Ensuite, Anthony Egéa puise dans cette pépinière de talents pour monter ses spectacles, en tournée aux quatre coins du globe. Il s’inscrivait dans une programmation nationale, avant d’être repéré lors de plusieurs festivals européens. Les prochaines dates sont prévues à Hong Kong, et d’autres représentations ont déjà eu lieu en Afrique ou au Canada.

Ces projets reçoivent des subventions de la part de la Mairie de Bordeaux, de la région Nouvelle Aquitaine, du Fond social européen, du Département de la Gironde, d’Aquitaine Active, et la compagnie est même conventionnée par le ministère de la culture, un signe prestigieux de reconnaissance. Selon le chorégraphe, avoir un lieu dédié permet d’élargir davantage les perspectives, il donne un cadre pour organiser de nombreux événements.

Le Performance, espace aux multiples facettes

Margot Bureau, coordinatrice de l’école des danses, prend alors le relais et rentre dans les détails du Performance, espace aux multiples facettes. Il accueille d’autres groupes, comme une compagnie de La Rochelle qui occupait un étage pendant deux semaines et se produira bientôt pour sa « sortie de résidence ». En dehors des battles de danse et masterclass d’intervenants renommés, des stages pour amateurs y sont organisés, ainsi que des ateliers avec les collèges et lycées, qui s’étendent même aux retraités. Si elle se distingue de la concurrence bordelaise par sa dimension urbaine (afro fusion, dancehall, house…), l’école de danse propose également des cours de classique à destination des enfants, de swing voire de comédie musicale.
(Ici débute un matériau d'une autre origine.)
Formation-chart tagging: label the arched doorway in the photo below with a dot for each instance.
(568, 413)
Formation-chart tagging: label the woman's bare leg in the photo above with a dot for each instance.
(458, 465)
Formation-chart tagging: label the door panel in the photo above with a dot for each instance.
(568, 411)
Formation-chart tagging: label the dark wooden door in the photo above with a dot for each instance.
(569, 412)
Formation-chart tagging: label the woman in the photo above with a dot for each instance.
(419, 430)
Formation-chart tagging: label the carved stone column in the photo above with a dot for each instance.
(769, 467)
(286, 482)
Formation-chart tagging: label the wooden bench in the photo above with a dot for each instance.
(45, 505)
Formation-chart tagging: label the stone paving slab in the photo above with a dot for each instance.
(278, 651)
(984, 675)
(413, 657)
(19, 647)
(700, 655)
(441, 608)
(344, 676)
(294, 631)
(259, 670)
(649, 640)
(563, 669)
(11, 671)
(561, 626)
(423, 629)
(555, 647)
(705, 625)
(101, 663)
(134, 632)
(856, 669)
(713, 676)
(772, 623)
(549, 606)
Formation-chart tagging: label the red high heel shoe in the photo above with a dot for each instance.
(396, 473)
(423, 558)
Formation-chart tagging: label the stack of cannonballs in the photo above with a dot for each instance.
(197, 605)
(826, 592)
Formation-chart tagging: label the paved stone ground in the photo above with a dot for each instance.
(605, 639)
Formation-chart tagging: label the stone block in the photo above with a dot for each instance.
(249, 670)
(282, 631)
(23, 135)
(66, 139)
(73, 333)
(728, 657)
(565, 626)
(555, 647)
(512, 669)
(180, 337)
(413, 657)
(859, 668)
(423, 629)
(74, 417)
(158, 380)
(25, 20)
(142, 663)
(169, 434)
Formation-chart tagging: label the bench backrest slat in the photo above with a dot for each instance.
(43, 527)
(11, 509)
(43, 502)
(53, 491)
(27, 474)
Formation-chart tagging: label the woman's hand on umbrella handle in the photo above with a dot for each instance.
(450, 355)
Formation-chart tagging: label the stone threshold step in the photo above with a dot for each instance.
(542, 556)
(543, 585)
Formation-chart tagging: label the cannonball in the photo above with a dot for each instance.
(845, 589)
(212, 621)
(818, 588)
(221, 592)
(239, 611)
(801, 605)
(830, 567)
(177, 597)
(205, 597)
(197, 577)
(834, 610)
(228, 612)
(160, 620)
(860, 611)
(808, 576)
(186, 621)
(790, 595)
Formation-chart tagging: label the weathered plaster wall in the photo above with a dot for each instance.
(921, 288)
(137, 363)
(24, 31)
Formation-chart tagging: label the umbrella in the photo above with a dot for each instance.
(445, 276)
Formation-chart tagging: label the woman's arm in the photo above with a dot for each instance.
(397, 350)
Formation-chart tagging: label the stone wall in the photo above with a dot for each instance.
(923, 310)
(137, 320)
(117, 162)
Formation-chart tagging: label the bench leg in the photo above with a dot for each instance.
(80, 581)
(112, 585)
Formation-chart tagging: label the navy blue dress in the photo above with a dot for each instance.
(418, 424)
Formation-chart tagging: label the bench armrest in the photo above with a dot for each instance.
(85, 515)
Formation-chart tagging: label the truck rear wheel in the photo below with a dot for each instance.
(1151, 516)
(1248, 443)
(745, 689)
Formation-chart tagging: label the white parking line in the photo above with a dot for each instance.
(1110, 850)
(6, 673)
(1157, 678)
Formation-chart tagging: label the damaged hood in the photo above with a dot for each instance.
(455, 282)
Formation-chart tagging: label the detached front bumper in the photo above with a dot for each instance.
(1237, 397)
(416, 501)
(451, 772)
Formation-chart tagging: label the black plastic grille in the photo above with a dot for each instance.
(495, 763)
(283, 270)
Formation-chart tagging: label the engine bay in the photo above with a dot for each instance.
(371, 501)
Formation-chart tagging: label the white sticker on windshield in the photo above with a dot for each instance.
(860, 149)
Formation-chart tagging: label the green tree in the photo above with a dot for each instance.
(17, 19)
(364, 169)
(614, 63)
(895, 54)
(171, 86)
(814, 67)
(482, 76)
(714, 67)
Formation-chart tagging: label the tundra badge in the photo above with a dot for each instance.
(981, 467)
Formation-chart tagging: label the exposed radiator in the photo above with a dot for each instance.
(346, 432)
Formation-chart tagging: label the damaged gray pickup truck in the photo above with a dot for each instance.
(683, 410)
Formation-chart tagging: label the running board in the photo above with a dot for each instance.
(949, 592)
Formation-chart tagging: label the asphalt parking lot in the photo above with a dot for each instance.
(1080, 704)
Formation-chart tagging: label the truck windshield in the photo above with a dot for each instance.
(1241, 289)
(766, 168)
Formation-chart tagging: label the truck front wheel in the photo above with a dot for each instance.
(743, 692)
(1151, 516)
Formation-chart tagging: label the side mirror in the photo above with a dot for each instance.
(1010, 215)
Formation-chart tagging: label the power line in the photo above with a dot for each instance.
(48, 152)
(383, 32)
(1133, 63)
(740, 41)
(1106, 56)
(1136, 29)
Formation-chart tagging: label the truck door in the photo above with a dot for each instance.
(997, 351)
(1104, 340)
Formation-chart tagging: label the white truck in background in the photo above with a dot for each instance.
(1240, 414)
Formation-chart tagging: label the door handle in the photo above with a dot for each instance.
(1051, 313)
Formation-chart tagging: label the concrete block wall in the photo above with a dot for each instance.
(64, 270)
Avant le Performance, un ancien bar dansant qu’il a fallu rénover de fond en comble, la compagnie enchaînait les résidences dans divers théâtres, et louait des studios pour les besoins du centre de formation. Depuis le déménagement, tout est beaucoup plus pratique et centralisé. Les locaux sont même parfois prêtés pour des soirées ou collaborations avec de nouveaux acteurs encore en apprentissage. Les afterwork (réunissant un DJ set et des expositions) s’adressent aussi bien aux membres de l’association qu’aux habitants du quartier.

Il est treize heures et les onze élèves du centre de formation sortent de piste pour une pause bien méritée. Hamza vient du Maroc et a découvert le projet grâce à une intervention d’Anthony dans son école. Joey, lui, s’est mis au hip-hop à la mort de Michael Jackson. Il nous égrène une journée type, de 9h à 17h : Les heures de danse classique sont suivies de jazz technique, puis d’exercices de pilates ou d’anatomie.

Les thèmes choisis (amour, féminité, sensualité) peuvent surprendre, d’autant plus que cette classe compte une seule fille parmi dix garçons. C’est cette originalité qui fait le charme de « Rêvolution », et l’on quitte le Performance à reculons, étourdi par l’intensité des gestes de ces artistes en herbe pour qui l’avenir réserve de belles promesses.